A deeper look does show that investors are being selective about what they want to own, what is working and what is not. If we look at just sectors, industrials and health care were the top performing sectors in July, with financials taking the third spot. According to Goldman Sachs, investors are favoring domestic-revenue companies over companies with a large share of international exposure. Since the start of June, domestically focused companies have gained 5.8% compared to those that are internationally focused, which are little changed. Investors are also focusing on quality, bidding up shares of companies with the best balance sheets.
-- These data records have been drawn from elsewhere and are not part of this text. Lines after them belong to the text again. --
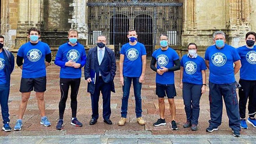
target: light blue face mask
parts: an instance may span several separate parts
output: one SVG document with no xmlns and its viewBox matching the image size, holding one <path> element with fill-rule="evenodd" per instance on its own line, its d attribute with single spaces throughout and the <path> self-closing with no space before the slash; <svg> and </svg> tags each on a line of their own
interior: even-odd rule
<svg viewBox="0 0 256 144">
<path fill-rule="evenodd" d="M 160 45 L 162 47 L 166 47 L 168 45 L 168 40 L 163 40 L 160 41 Z"/>
<path fill-rule="evenodd" d="M 33 42 L 36 42 L 38 40 L 38 35 L 30 35 L 30 40 Z"/>
<path fill-rule="evenodd" d="M 77 41 L 77 38 L 70 38 L 69 41 L 72 44 L 75 44 Z"/>
<path fill-rule="evenodd" d="M 220 48 L 223 47 L 225 43 L 223 40 L 218 40 L 215 42 L 215 45 L 217 47 Z"/>
</svg>

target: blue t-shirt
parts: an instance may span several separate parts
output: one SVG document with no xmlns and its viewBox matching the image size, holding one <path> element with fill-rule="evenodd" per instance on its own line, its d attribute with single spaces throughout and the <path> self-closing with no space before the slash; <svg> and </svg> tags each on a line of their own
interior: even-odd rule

This type of company has outperformed for the last five quarters, the longest winning streak in 12 years. Another driver is the tax reform. Companies with the highest tax rates have the most to gain under the new tax plan and are considered more attractive. In the second quarter, the basket of highest taxed companies outperformed the low tax basket of companies by 9%. As the broad index appeared to make a smooth move over the last month, it has become a very complex market underneath the surface.

The July jobs report, which showed the economy created 157,000 jobs for the month, was a little below the average forecast of 190,000. The unemployment rate declined from last month’s 4% to a current 3.9%. This brings the 12-month average for the jobs created to a healthy 203,000 per month. Although this month’s number was a little light of expectations, the prior two months were revised up by 59,000. A number that the Federal Reserve pays close attention to, wage growth, showed average hourly earnings increased by 7 cents to $27.05. With many industries reporting difficulty in finding qualified workers, it is not yet showing up in a meaningful way in the wage number. Rising wages can be inflationary, so for those worried about inflation, this month’s number can be viewed as a sigh of relief. The 157,000 number can continue to fulfill the “goldilocks” scenario, indicative of an economy that is not slowing and not overheating either.

With 7 months of the year already behind us, I would characterize 2018 as a constant “tug of war.” The economic data continues to justify to the bulls that the resiliency of the economy will overcome the headline risks currently dominating the attention of the media. The bulls argue that strong growth, along with a healthy jobs market and consumers willing to spend, will continue to drive the economy and taking the markets higher. However, the bears will point to the negative effect of rising long-term interest rates, rising energy costs, lack of wage growth, and the damage of trade fears ultimately driving the economy into a recession in the near term. This is like the saying “beauty is in the eye of the beholder,” all data is subject to interpretation. As we move later into the business cycle, the number of cross signals will likely increase. For now, we still believe in the glass is “half full” interpretation.

From all of us at 10-15 Associates we hope you enjoy the rest of your summer!